Seventy years ago between August 18 and September 15, 1944, Felix A. Cizewski, my late father, obtained a penknife (canif) from the Cherbourg Café de l’Hôtel de Ville (city hall). He was serving in Cherbourg in Company C, 3110th Signal Service Battalion.

I found it after my father died in 2004.

I took it with on our trip to France.

After the Tamerville ceremony, I gave to the penknife to researcher Claude Letellier.


From left to right:

Not in photo to the left: Remy Agnes’s granddaughter who translated as I gave Claude the knife. Remy is a researcher and witness of WWII in Tamerville;

With his back to the camera: Mickaël Simon, researcher and author;

Leonard;

Unidentified Tamerville area resident;

Behind unidentified resident: Julie Waldner, granddaughter Sgt Francis Hugo Schultz. Sgt. Schultz’s C-47 was shot down on D-Day near Tamerville and he was captured;

Remy Agnes;

Claude Lettelier;

With her back to the camera, Joanne Schultz, Sgt. Schultz’s daughter and Julie Waldner’s aunt.
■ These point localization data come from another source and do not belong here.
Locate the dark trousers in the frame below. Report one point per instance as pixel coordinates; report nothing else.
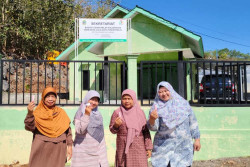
(170, 165)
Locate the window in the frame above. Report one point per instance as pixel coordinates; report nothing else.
(85, 77)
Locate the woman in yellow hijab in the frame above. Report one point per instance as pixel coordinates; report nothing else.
(52, 137)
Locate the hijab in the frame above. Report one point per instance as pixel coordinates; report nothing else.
(134, 117)
(95, 127)
(174, 111)
(51, 122)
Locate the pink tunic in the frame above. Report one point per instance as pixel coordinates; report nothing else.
(137, 155)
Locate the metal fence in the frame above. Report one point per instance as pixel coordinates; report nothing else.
(23, 79)
(203, 83)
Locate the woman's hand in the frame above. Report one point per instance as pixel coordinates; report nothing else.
(69, 152)
(88, 110)
(30, 108)
(153, 116)
(197, 145)
(118, 122)
(149, 153)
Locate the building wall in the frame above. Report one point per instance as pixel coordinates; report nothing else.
(225, 132)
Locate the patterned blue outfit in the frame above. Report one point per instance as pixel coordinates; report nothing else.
(176, 128)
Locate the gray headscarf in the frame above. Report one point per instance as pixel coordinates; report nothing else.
(95, 126)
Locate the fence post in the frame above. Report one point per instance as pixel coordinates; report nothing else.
(106, 79)
(132, 72)
(181, 82)
(1, 81)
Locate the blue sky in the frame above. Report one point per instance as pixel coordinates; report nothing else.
(216, 21)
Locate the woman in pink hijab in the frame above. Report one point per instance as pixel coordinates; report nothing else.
(133, 142)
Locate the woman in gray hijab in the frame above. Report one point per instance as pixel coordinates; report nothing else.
(89, 144)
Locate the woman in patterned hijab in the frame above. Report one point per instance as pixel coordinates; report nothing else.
(89, 144)
(176, 125)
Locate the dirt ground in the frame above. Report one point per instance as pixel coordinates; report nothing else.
(223, 162)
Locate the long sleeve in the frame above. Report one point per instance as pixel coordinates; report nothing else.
(82, 124)
(69, 137)
(112, 122)
(147, 138)
(29, 122)
(155, 126)
(194, 129)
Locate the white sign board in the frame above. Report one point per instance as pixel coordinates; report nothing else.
(103, 30)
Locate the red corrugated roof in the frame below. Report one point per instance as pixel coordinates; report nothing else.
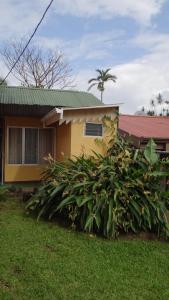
(145, 126)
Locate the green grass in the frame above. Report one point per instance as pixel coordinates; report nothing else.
(45, 261)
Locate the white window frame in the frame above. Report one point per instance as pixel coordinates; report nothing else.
(23, 144)
(93, 136)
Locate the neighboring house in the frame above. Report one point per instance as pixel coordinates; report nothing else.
(36, 122)
(139, 129)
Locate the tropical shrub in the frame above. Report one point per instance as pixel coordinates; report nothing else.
(117, 192)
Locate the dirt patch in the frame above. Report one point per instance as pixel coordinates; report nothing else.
(17, 271)
(49, 248)
(4, 284)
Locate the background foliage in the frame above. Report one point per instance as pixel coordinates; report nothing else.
(110, 194)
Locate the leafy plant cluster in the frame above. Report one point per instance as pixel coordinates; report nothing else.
(110, 194)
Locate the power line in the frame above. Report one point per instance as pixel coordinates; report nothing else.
(28, 42)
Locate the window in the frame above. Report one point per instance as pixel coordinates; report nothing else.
(15, 146)
(45, 144)
(93, 129)
(29, 145)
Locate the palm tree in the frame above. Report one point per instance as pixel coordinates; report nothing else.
(103, 76)
(152, 103)
(167, 109)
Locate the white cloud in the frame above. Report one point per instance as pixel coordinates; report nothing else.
(18, 17)
(140, 79)
(90, 46)
(140, 10)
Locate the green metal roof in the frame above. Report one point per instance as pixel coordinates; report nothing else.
(44, 97)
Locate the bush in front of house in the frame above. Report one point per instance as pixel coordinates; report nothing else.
(118, 192)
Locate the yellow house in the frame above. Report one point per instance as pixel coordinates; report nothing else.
(37, 122)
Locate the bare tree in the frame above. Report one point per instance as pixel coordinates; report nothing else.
(37, 67)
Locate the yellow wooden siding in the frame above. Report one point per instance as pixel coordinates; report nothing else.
(63, 141)
(80, 143)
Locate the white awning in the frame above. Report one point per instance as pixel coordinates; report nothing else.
(80, 114)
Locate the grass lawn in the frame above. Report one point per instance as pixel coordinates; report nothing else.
(45, 261)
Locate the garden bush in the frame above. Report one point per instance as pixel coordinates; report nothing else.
(109, 194)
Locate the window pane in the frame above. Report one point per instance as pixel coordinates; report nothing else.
(94, 129)
(15, 146)
(45, 144)
(31, 145)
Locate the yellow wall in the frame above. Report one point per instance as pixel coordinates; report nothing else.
(80, 143)
(17, 173)
(70, 141)
(63, 141)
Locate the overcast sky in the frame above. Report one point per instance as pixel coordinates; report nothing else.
(129, 36)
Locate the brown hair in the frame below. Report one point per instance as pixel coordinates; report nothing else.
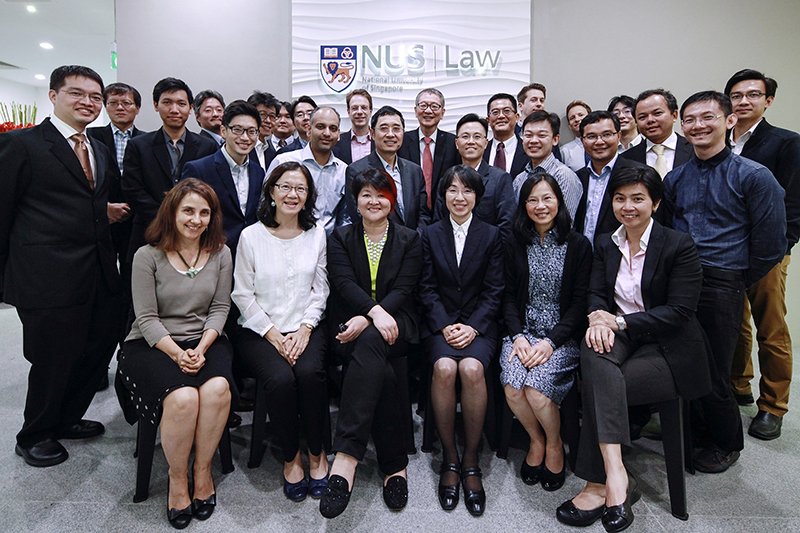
(162, 232)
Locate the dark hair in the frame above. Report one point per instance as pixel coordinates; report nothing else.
(266, 211)
(523, 227)
(626, 100)
(121, 89)
(378, 179)
(162, 232)
(240, 107)
(472, 117)
(596, 116)
(386, 111)
(358, 92)
(58, 78)
(672, 102)
(523, 93)
(647, 176)
(169, 85)
(466, 175)
(202, 96)
(770, 85)
(543, 116)
(501, 96)
(709, 96)
(302, 100)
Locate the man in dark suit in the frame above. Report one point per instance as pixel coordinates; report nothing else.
(428, 146)
(386, 128)
(779, 150)
(235, 177)
(600, 134)
(57, 263)
(154, 161)
(208, 107)
(504, 151)
(356, 143)
(656, 112)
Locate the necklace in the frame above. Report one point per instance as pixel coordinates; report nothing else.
(192, 270)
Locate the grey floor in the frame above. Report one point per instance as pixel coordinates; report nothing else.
(93, 490)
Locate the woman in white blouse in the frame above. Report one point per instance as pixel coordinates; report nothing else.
(280, 287)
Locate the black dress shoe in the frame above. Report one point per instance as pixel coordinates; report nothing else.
(448, 494)
(395, 493)
(48, 452)
(570, 515)
(765, 426)
(336, 497)
(85, 429)
(475, 500)
(531, 475)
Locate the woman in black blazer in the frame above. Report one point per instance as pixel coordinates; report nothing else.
(544, 308)
(643, 342)
(460, 289)
(373, 267)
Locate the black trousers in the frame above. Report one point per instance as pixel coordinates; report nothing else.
(69, 349)
(720, 315)
(295, 394)
(630, 374)
(370, 403)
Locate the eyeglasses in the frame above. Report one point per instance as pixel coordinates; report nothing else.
(285, 188)
(750, 95)
(238, 130)
(606, 136)
(96, 98)
(705, 119)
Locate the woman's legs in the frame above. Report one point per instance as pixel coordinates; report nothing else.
(178, 423)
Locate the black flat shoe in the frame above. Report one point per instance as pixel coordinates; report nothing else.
(395, 493)
(475, 500)
(570, 515)
(448, 494)
(335, 498)
(530, 474)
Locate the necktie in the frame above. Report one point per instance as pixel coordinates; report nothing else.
(500, 157)
(427, 167)
(661, 161)
(82, 152)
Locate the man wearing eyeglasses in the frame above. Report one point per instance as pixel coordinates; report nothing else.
(733, 209)
(327, 170)
(57, 263)
(431, 148)
(779, 150)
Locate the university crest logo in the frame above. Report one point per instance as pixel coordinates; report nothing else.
(338, 65)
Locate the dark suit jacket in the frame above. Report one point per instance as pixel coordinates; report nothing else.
(415, 200)
(444, 156)
(497, 204)
(672, 278)
(54, 235)
(574, 289)
(214, 170)
(468, 293)
(520, 157)
(683, 152)
(779, 150)
(396, 283)
(148, 176)
(606, 221)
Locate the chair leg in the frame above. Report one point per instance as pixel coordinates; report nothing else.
(258, 432)
(671, 413)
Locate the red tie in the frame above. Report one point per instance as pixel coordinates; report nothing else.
(500, 157)
(427, 167)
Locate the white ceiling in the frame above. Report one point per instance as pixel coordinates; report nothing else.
(81, 32)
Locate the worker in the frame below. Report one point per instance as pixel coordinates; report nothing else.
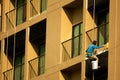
(91, 53)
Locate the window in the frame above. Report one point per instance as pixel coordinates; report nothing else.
(43, 5)
(19, 67)
(77, 40)
(42, 58)
(20, 12)
(103, 20)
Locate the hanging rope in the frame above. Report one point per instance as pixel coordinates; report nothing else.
(93, 32)
(14, 44)
(116, 33)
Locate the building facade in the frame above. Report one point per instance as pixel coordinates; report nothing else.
(47, 39)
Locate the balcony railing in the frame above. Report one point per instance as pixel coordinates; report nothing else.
(36, 66)
(99, 33)
(16, 16)
(69, 50)
(16, 73)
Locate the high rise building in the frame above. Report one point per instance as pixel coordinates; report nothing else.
(47, 39)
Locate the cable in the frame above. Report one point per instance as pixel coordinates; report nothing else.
(93, 32)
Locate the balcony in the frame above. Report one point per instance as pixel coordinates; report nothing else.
(36, 66)
(37, 7)
(70, 50)
(16, 73)
(100, 33)
(16, 16)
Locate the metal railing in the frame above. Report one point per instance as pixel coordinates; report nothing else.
(96, 31)
(16, 16)
(68, 49)
(16, 73)
(36, 66)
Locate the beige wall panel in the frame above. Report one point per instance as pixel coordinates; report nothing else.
(53, 76)
(53, 38)
(52, 2)
(78, 15)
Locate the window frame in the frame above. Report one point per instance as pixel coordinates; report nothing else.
(79, 37)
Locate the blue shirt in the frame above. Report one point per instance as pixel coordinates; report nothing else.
(92, 47)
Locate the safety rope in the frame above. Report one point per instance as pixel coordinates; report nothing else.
(14, 44)
(93, 32)
(116, 14)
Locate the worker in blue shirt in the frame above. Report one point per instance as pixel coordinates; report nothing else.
(91, 50)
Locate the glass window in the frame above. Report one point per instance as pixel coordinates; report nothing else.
(42, 58)
(103, 20)
(77, 40)
(20, 12)
(19, 67)
(43, 5)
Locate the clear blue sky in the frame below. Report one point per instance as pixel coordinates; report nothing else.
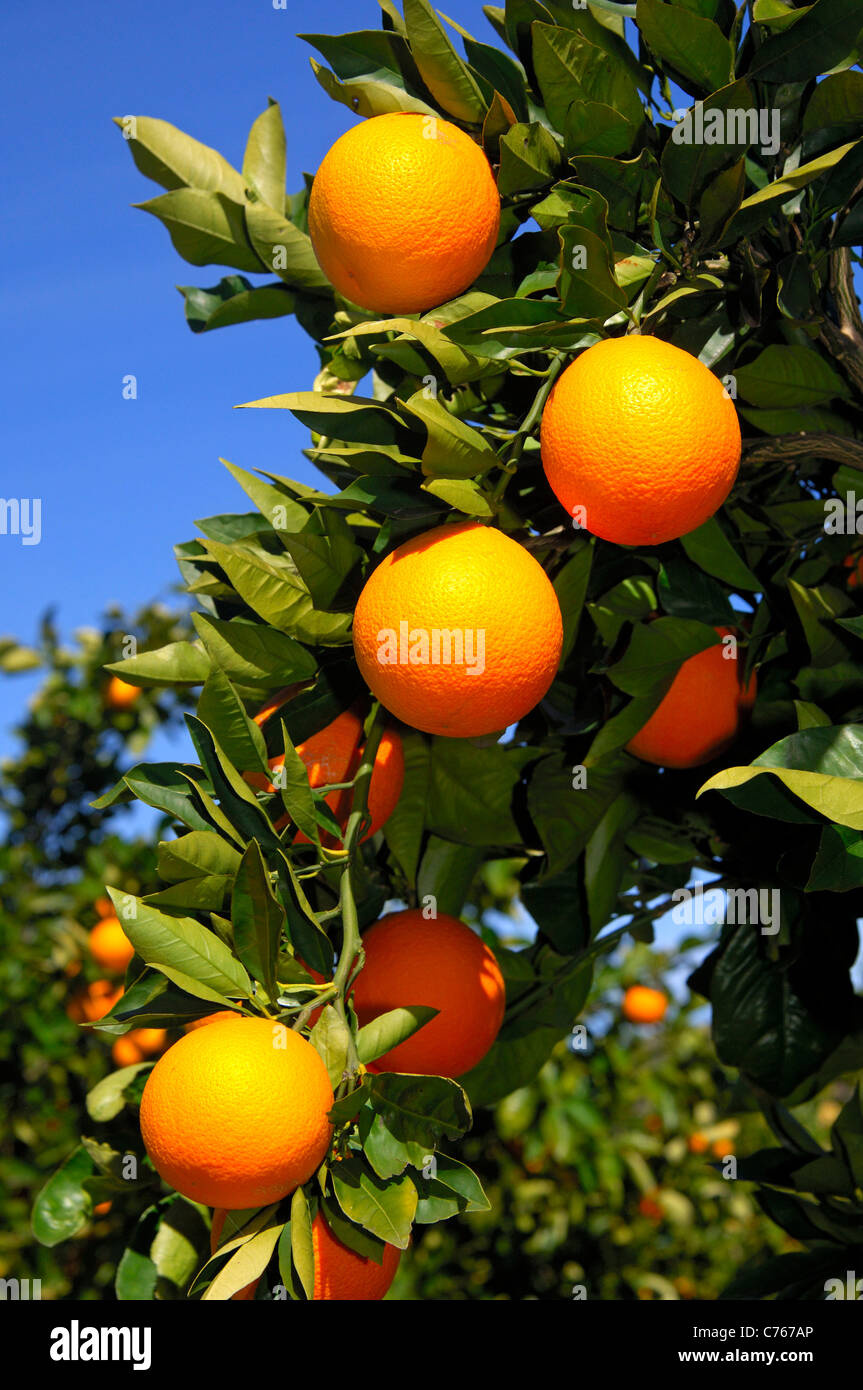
(89, 295)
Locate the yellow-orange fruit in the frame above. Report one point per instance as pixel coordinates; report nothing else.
(642, 437)
(342, 1275)
(120, 694)
(701, 713)
(110, 947)
(459, 631)
(236, 1115)
(403, 213)
(644, 1005)
(211, 1018)
(444, 965)
(334, 755)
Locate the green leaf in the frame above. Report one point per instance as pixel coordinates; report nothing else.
(175, 160)
(223, 710)
(178, 663)
(389, 1029)
(253, 653)
(790, 377)
(266, 157)
(696, 50)
(282, 248)
(822, 766)
(530, 159)
(385, 1208)
(453, 449)
(64, 1205)
(817, 42)
(257, 919)
(234, 300)
(182, 947)
(206, 228)
(588, 288)
(838, 865)
(445, 74)
(331, 1039)
(713, 552)
(196, 855)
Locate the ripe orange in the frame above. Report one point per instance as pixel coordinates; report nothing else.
(138, 1044)
(120, 694)
(459, 631)
(701, 713)
(644, 1005)
(334, 756)
(110, 947)
(445, 965)
(403, 213)
(93, 1001)
(642, 437)
(342, 1275)
(211, 1018)
(216, 1230)
(236, 1115)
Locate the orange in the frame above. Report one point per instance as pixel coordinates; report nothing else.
(644, 1005)
(236, 1115)
(445, 965)
(403, 213)
(642, 437)
(701, 713)
(120, 694)
(216, 1230)
(334, 756)
(342, 1275)
(211, 1018)
(95, 1001)
(110, 947)
(459, 631)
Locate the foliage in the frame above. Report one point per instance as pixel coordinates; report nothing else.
(737, 250)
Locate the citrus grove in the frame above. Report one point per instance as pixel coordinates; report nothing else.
(564, 597)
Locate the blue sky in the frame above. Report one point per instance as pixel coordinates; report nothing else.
(91, 298)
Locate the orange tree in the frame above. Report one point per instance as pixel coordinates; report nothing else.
(560, 378)
(56, 855)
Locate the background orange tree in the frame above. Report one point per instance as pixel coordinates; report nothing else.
(744, 259)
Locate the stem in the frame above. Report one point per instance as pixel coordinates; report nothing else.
(350, 927)
(516, 446)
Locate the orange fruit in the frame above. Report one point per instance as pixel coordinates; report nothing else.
(445, 965)
(236, 1115)
(459, 631)
(342, 1275)
(110, 947)
(334, 756)
(120, 694)
(95, 1001)
(644, 1005)
(216, 1230)
(403, 213)
(701, 713)
(642, 437)
(211, 1018)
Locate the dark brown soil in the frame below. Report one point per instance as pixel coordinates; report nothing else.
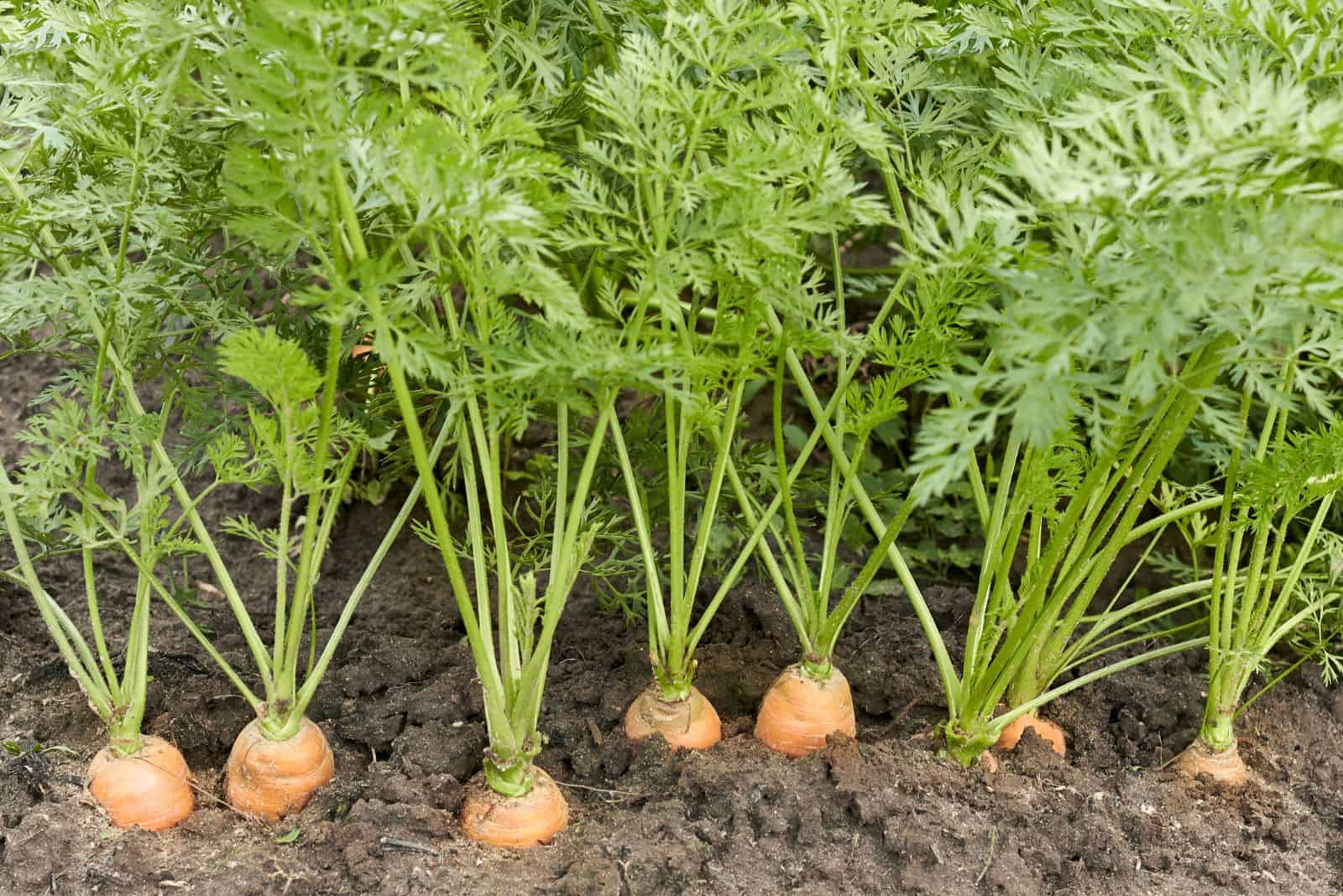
(884, 813)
Until we got our rental car, Claude was our chauffeur and guide.

Among the places he took us was to the Signal Corps bivouac site.

With his metal detector Claude found artifacts that helped confirm that he and the other researchers had identified the bivouac site of Company C, 3110th Signal Service Battalion, my father’s unit, and other Signal Corps units.

Claude gave me one of the many 18th century French coins he had found with his metal detector.

He showed us a concrete structure built by the Nazis to hide their rockets. It is now being used as a farm machinery shed.

He pointed areas of Valognes that had been destroyed and rebuilt.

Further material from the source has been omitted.